Healthcare bill: Disabled protesters dragged out of Senate as Republicans kickstart final Obamacare repeal effort

Republicans have dissent in their own party over the bill's proposed cuts 

Mythili Sampathkumar
New York
Monday 25 September 2017 23:41 BST
A woman in a wheelchair is removed after disrupting a Senate Finance Committee hearing to consider the Graham-Cassidy healthcare proposal on Capitol Hill on 25 September
A woman in a wheelchair is removed after disrupting a Senate Finance Committee hearing to consider the Graham-Cassidy healthcare proposal on Capitol Hill on 25 September (AP Photo/Andrew Harnik)

Republican Senators Lindsay Graham and Bill Cassidy faced protests at the beginning of the debate over their healthcare bill to replace Obamacare.

The Senate Finance Committee held a hearing that turned into an emotionally charged scene as wheelchair-bound and clearly physically disabled protesters were dragged out of the room by Capitol Police.

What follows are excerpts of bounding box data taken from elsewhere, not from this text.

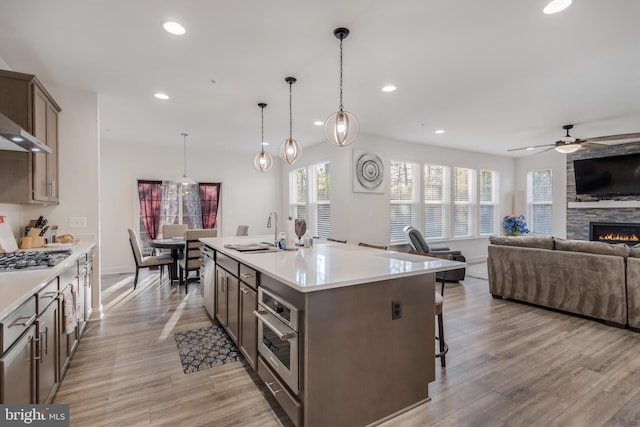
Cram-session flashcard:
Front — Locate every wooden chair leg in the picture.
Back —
[436,312,449,368]
[133,266,140,289]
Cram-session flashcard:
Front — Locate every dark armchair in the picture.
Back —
[403,226,466,282]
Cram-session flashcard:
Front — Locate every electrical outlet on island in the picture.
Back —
[69,216,87,228]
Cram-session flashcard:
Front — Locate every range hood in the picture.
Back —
[0,113,53,153]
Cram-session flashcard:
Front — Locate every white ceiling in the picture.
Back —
[0,0,640,155]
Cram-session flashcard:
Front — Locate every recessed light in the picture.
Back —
[162,21,187,36]
[542,0,571,15]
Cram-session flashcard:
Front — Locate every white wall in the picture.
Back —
[514,150,567,238]
[282,135,515,262]
[100,141,283,274]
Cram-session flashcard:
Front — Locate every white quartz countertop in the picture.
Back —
[0,241,95,319]
[200,236,466,292]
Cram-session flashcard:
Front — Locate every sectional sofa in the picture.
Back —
[487,236,640,331]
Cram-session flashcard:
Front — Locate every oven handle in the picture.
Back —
[253,310,298,341]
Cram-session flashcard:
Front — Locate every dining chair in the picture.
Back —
[358,242,389,251]
[409,250,453,368]
[327,237,347,243]
[236,225,249,236]
[129,228,173,289]
[402,225,466,282]
[178,228,218,293]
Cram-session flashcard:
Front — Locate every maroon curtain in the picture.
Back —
[138,180,162,240]
[198,182,222,228]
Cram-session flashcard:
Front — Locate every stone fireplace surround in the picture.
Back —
[567,142,640,240]
[589,222,640,246]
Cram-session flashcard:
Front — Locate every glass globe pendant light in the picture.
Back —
[324,28,360,147]
[253,102,273,172]
[280,77,302,165]
[177,133,198,186]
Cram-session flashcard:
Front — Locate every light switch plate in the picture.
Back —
[69,216,87,228]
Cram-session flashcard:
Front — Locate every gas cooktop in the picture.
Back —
[0,249,71,272]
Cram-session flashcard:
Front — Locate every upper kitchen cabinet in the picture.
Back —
[0,70,61,204]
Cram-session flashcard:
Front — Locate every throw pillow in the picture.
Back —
[489,236,553,250]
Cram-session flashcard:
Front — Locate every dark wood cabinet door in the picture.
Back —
[227,274,240,344]
[239,284,258,369]
[36,300,60,403]
[216,266,227,326]
[0,325,36,403]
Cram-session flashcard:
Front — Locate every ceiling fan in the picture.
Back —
[507,125,640,154]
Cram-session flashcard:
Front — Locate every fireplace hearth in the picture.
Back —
[589,222,640,245]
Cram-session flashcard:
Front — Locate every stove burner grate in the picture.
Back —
[0,249,71,272]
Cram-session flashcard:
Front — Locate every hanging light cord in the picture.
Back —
[340,37,342,111]
[260,106,264,153]
[289,81,293,139]
[181,133,188,177]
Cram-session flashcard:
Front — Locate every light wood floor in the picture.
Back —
[56,272,640,427]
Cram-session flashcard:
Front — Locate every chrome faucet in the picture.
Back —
[267,211,278,248]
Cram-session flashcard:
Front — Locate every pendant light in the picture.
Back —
[176,133,197,185]
[253,102,273,172]
[324,28,360,147]
[280,77,302,165]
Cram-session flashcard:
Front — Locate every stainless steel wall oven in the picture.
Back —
[253,288,300,395]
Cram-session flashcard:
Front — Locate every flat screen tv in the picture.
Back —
[573,153,640,197]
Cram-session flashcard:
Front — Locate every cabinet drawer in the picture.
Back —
[38,277,58,314]
[0,295,36,353]
[258,357,302,427]
[60,261,78,289]
[216,252,239,277]
[240,264,258,291]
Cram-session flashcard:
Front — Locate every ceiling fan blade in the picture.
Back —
[507,144,555,151]
[585,132,640,142]
[580,140,608,148]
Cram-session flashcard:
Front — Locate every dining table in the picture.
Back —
[149,237,185,280]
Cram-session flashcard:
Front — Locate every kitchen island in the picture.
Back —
[201,236,464,427]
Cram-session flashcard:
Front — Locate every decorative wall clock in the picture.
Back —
[353,150,384,193]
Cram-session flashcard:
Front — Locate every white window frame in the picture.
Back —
[389,160,422,244]
[450,166,478,239]
[420,163,451,240]
[526,168,553,235]
[289,161,331,238]
[477,169,500,236]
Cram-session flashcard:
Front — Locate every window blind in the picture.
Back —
[527,169,553,234]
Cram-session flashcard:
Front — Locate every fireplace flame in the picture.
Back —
[598,233,640,242]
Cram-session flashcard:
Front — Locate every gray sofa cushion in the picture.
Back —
[489,236,553,249]
[555,238,629,258]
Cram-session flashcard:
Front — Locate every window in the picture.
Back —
[311,162,331,239]
[424,165,449,239]
[389,160,419,243]
[289,162,331,239]
[289,168,309,221]
[453,167,475,237]
[478,170,498,236]
[138,180,221,253]
[527,169,553,234]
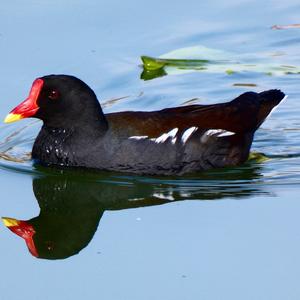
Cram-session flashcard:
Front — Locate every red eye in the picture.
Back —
[48,90,59,100]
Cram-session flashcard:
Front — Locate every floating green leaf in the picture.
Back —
[141,46,300,80]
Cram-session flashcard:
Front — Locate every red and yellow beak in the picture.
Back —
[4,78,44,123]
[2,218,39,257]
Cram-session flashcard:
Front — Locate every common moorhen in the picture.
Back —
[5,75,285,175]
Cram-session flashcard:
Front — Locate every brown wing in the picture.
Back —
[106,90,284,137]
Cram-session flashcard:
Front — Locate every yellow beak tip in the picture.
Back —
[2,217,19,227]
[4,114,22,123]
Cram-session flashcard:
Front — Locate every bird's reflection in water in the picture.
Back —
[3,163,267,259]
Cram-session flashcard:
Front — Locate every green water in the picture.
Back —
[0,0,300,300]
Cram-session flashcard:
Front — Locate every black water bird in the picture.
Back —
[5,75,285,175]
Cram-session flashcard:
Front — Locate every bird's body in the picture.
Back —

Chants of "No cuts to Medicaid. Save our liberty” were heard throughout the crowd.

Hundreds of people were lined up outside the room as early as 6am. Bruce Darling, an organiser from New York with the disability rights group ADAPT, told NPR that “for people with disabilities, Medicaid is our life and our liberty.”

Senator Orrin Hatch said: "If the hearing is going to devolve into a sideshow or a forum for simply putting partisan points on the board, there's absolutely no reason for us to be here.”

Majority Leader Mitch McConnell needs at least 51 votes, including Vice President Mike Pence, in order for the replacement bill to pass.

Despite state-specific concessions to woo previous holdouts like Alaska Senator Lisa Murkowski and Maine’s Susan Collins, the bill appears to not have the necessary number of votes from within the Republican majority.

Senators John McCain and Rand Paul announced over the weekend that they would not be voting on the bill, while Ted Cruz had expressed serious reservations over the weekend while in his home state of Texas.

A special rule brought into force earlier in the year to avoid a Democratic filibuster of the healthcare vote expires on 30 September, and ranking Democratic Senator Ron Wyden said the opposition was trying to rush through a vote.

"Nobody has to go buy a lemon just because it's the last car on the lot," he said.

Mr McCain, still undergoing treatment for a brain tumour, said the bill did not follow Senate procedures like waiting for the nonpartisan Congressional Budget Office (CBO) to “score” the impact of the bill on the federal deficit and cost to American taxpayers before holding a vote.

While the CBO is expected to release some information on the fiscal impact of the bill, it has not had time to fully analyse the effect of the proposed bill on the number of Americans left without insurance or how much premiums may increase or decrease as a result.

Arthur Tacchino, a healthcare reform expert for SyncStream Solutions, told The Independent that he expects the partial CBO score “to indicate higher premiums and a lot fewer Americans on healthcare coverage.”

Some Senators felt that the cuts to opioid addiction treatment and schemes like Medicaid that assist low-income and disabled Americans would be too devastating to their constituents.

Others, like Mr Paul and Cruz, felt the replacement bill was too similar to Obamacare.

The bill does however eliminate any federal subsidies for those buying health insurance from the marketplace in plans not sponsored by employers as Obamacare does now.

It also proposes ending the Obamacare expansion of federal help to expand the Medicaid programme to reach more Americans for a longer period of time.